Man who killed 3 random victims in Rotterdam jailed for 14 years
The court in Rotterdam convicted Sendric S. of three random murders in Rotterdam in December 2024 and January 2025, and a near-fatal stabbing in June 2024. The court sentenced the 25-year-old man, who claimed that voices told him to commit these crimes, to 14 years in prison and institutionalized treatment, known as TBS in the Netherlands. “We nevertheless believe that, despite your illness, you were still partly able to decide what you were doing," the court told S.
S. was charged with shooting and killing a 63-year-old man on December 21, 2024, a 58-year-old man on December 28, and an 81-year-old man on January 2, 2025. All the murders happened in the Rotterdam-Jsselmonde district. The police arrested S. after the third fatal shooting, and he confessed to the murders. Months later, the police also linked S. to a near-fatal stabbing in the Rotterdam city center in June 2024.
“The victims did not stand a chance,” the judge said. “The murders are senseless and nearly impossible for the victims’ families to comprehend.”
During the trial, S. told the court that “a friendly male voice” in his head instructed him to buy a gun and kill random people. After the third murder, he would get money, the voice reportedly told him. He bought a firearm from an Amsterdam seller and started walking the streets, waiting for the voice to tell him who to kill. “A man would be better. That’s a little less unfair. And older was better,” S. said in court.
The Public Prosecution Service (OM) had recommended a sentence of 20 years in prison plus TBS, against the man. Relatives of S.'s second victim called for life in prison during the trial. “We have been given a life sentence, and we believe you deserve at least the same punishment. It is a bitter realization that, after your cowardly act, you are still walking this earth.”
Psychiatric experts diagnosed S. with schizophrenia and determined that he is “at least strongly diminished in criminal responsibility.” The OM accepts that conclusion, but still recommended a long prison sentence, arguing that it was “impossible” to verify whether he could not resist the voices in his head.

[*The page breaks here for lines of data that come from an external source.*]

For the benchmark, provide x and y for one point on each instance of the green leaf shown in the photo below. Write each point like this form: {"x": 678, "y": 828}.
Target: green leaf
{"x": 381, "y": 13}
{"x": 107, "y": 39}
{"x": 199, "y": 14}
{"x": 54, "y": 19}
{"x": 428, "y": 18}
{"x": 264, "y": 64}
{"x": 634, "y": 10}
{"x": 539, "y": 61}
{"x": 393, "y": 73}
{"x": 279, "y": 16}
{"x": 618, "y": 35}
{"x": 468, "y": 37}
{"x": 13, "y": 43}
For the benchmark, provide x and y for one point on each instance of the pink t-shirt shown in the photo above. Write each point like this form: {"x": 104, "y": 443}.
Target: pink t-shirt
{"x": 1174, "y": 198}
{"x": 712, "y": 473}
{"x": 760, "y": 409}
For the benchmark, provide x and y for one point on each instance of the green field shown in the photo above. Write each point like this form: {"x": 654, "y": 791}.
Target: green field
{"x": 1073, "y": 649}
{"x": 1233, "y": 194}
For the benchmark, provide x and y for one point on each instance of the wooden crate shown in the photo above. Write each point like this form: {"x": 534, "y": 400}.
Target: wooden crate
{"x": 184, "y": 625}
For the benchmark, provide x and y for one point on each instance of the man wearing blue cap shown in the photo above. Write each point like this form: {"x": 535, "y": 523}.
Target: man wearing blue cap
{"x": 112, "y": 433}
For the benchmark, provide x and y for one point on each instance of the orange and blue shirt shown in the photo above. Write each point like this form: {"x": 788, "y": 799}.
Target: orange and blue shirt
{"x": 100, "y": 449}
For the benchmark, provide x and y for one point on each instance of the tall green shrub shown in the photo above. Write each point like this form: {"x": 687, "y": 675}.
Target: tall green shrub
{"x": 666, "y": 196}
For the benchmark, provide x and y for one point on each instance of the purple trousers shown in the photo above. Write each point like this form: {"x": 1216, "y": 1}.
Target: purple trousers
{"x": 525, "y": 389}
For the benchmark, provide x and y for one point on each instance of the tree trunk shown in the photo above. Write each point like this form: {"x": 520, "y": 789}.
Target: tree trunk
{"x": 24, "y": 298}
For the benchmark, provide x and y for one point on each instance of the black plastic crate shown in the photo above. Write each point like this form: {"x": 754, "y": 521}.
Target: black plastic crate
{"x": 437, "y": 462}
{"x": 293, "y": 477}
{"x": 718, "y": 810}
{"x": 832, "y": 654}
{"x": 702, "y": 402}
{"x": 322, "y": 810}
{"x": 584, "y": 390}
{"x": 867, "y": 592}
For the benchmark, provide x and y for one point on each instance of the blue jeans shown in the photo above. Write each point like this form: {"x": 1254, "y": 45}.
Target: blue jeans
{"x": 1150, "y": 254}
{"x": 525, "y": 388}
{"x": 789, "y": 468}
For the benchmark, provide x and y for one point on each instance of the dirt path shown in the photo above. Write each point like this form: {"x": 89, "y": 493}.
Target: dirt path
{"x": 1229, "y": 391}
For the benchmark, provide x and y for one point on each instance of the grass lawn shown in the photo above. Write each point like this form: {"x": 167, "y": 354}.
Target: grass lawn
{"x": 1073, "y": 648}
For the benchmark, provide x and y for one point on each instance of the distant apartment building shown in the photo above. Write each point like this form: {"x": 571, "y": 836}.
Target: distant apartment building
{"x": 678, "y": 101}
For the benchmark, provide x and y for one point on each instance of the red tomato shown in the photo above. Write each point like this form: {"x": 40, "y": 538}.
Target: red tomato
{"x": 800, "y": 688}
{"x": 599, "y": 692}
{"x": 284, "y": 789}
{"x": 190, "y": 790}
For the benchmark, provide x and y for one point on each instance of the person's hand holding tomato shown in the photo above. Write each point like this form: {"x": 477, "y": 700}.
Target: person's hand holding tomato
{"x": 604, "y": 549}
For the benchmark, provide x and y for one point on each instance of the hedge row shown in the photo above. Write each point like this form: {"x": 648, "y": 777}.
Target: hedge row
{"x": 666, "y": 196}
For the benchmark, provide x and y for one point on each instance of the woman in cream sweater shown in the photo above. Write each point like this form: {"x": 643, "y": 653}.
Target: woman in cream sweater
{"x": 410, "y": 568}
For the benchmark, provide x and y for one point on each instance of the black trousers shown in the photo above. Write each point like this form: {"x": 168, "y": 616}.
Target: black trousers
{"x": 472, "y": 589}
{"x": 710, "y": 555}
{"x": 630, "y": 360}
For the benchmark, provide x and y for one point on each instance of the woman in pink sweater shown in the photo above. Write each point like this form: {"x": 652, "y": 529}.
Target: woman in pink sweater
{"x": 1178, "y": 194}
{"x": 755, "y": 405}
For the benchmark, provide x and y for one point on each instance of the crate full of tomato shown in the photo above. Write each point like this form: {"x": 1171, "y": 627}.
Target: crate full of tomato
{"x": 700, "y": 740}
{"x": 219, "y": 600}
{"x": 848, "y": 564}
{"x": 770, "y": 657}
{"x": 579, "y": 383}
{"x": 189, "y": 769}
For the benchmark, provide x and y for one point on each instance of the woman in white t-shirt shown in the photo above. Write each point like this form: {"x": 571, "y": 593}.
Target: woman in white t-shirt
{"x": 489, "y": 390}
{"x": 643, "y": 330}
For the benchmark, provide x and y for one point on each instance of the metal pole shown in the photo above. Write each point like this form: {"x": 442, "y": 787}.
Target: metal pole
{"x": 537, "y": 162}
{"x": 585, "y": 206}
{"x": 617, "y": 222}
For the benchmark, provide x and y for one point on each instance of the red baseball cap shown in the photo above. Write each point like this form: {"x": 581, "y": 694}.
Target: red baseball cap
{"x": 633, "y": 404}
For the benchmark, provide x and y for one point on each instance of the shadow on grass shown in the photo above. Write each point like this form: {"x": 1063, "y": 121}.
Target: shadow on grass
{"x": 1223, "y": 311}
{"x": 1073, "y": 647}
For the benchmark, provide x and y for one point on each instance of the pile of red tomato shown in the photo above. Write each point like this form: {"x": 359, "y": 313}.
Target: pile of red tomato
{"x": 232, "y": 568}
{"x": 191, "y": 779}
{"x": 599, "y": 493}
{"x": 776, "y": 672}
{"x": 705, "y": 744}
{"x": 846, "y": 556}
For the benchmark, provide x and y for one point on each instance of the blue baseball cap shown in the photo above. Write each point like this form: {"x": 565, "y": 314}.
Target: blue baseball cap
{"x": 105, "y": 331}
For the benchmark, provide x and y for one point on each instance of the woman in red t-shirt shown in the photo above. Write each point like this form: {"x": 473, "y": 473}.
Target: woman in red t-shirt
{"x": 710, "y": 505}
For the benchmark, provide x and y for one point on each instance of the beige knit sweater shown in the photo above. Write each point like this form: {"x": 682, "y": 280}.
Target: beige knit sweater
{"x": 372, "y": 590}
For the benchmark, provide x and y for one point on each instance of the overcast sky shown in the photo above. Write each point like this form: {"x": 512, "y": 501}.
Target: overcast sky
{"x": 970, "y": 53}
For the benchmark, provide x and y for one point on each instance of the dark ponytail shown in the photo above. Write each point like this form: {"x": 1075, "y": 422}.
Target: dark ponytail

The OM added that the motives for the murders remain unclear, a fact that is especially “unbearable” for the victims’ families.
The court's sentence is lower because the judge took more account of S.'s disorders. "Although the suspect knows that he is not allowed to take people's lives, the combination of his psychotic state and his intellectual disability meant he was not fully capable of understanding the true meaning and consequences of his actions for the victims and for himself, or of acting on that knowledge," the court said.
Still, the court thought a long prison sentence, instead of just institutionalization, was appropriate given the severity of S.'s crimes. "The suspect has committed three crimes belonging to the most serious category of offenses known to the Penal Code," the court said. "These crimes have led to great public unrest and constitute a major breach of the legal order due to their absolute arbitrariness, the senselessness of the crimes, and not least the style of execution with which the suspect committed at least one of the murders."